Días después, todavía seguían flotando plumas del interior de su guarida. Las que caían al agua fueron engullidas por los peces.

Ninguna de las aves anunciaron tierra firme.

CAPÍTULO 85

Una vez vimos relámpagos. El cielo estaba tan negro que el día parecía la noche. Empezó a diluviar y oí truenos a la distancia. Creí que no avanzarían. Pero se levantó el viento, arrojando la lluvia en todas la direcciones. Justo después, un latigazo blanco bajó con un estrépito del cielo y perforó el agua. Cayó a cierta distancia del bote salvavidas, pero el efecto fue perfectamente visible. El agua estaba atravesada de lo que parecían raíces blancas. Durante un instante, un árbol celestial inmenso se elevó en medio del océano. Jamás me hubiera imaginado algo así, un relámpago en medio del mar. El trueno que lo siguió fue tremendo. El destello fue increíblemente intenso. Volví hacia Richard Parker y dije:

– Mira, Richard Parker, un relámpago. En seguida vi su opinión al respecto. Estaba aplastado contra el fondo del bote salvavidas con las patas despatarradas y temblando como una hoja.

Yo experimenté el efecto contrario. Me sirvió para sacarme de mi forma de actuar mortal y limitada y elevarme a un estado de asombro exaltado.

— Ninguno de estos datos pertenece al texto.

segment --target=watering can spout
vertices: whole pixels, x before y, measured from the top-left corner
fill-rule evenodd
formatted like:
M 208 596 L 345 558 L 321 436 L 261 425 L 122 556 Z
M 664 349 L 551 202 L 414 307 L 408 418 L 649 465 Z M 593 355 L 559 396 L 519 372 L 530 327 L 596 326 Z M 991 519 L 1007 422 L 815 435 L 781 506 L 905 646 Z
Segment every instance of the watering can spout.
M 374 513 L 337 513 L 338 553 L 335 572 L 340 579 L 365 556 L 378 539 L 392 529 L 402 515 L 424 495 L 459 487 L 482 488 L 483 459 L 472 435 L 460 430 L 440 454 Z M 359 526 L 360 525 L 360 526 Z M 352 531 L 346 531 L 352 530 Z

De repente, un relámpago cayó más cerca. Tal vez estuviera destinado a nosotros. Acabábamos de bajar de la cresta de un oleaje cuando el relámpago le dio de lleno. Hubo una explosión de aire y agua caliente. Durante dos, quizá tres segundos, un fragmento de vidrio blanco y cegador de una ventana cósmica rota bailó en el cielo, incorpóreo y poderosamente abrumador. Diez mil trompetas y veinte mil tambores jamás conseguirían causar el estruendo de ese relámpago: fue decididamente ensordecedor. El mar se tornó blanco y desvaneció todo su color. Todo se convirtió en pura luz blanca y pura sombra negra. Más que iluminar, la luz penetró. Con la misma velocidad con que había aparecido, el relámpago desapareció, antes incluso de que el chorro de agua caliente acabara de caer encima de nosotros. El oleaje escarmentado recuperó su color negro y siguió su camino con indiferencia.

Yo me quedé estupefacto, de una pieza, gracias a Dios. Pero no sentí ningún miedo.

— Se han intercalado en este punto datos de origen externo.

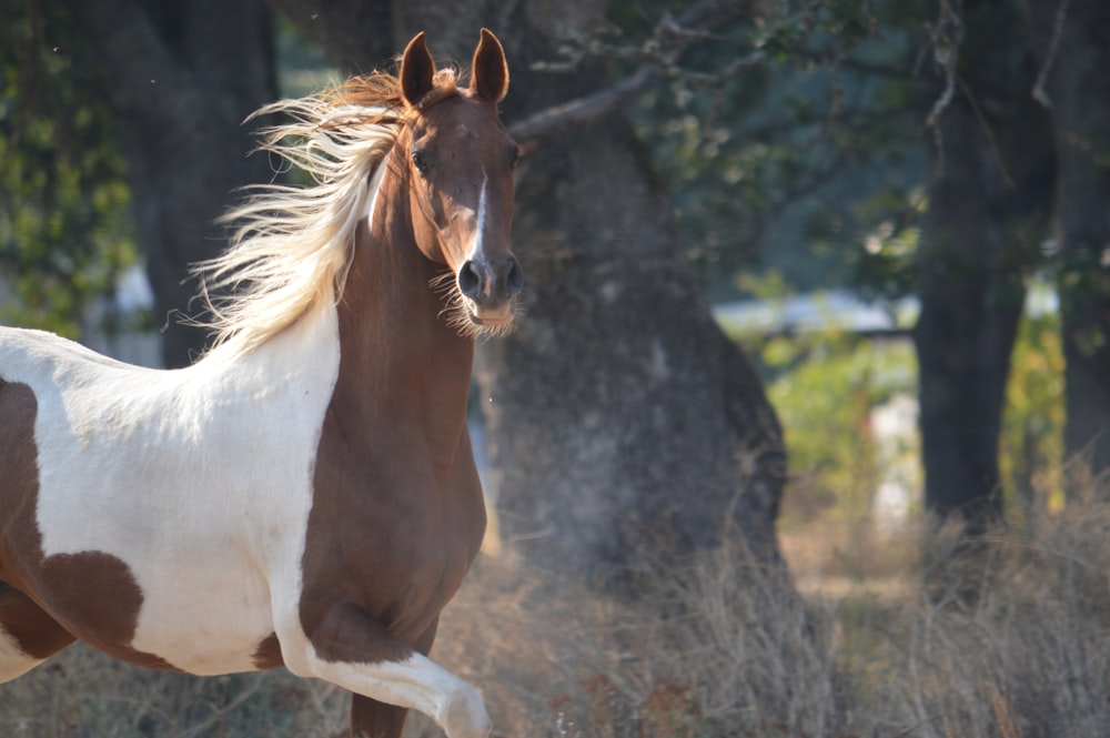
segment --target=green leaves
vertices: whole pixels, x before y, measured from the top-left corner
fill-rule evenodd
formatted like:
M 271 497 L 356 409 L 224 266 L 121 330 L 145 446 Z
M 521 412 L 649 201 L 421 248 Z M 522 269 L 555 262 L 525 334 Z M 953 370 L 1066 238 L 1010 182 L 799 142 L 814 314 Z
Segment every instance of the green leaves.
M 0 321 L 79 337 L 135 257 L 124 164 L 73 20 L 0 6 Z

– Alabado sea Alá, Señor del Universo, el Compasivo, el Misericordioso, Dueño del Día del Juicio-mascullé.

Y a Richard Parker, grité:

– ¡Deja de temblar! Esto es un milagro. Es un arrebato de divinidad. Es… Es…

No pude describir qué era, aquella cosa tan inmensa y fantástica. Me quedé sin aliento y sin palabras. Me dejé caer hacia atrás encima de la lona con los brazos y las piernas extendidos. La lluvia me heló hasta los huesos. Pero estaba sonriendo. Recuerdo ese roce con la electrocución y las quemaduras de tercer grado como una de las pocas veces durante toda mi odisea en la que sentí auténtica felicidad.

En los momentos de asombro, es fácil evitar los pensamientos nimios y ponderar los pensamientos que abarcan el universo entero, que captan tanto los truenos como los tintineos, lo grueso y lo delgado, lo cercano y lo lejano.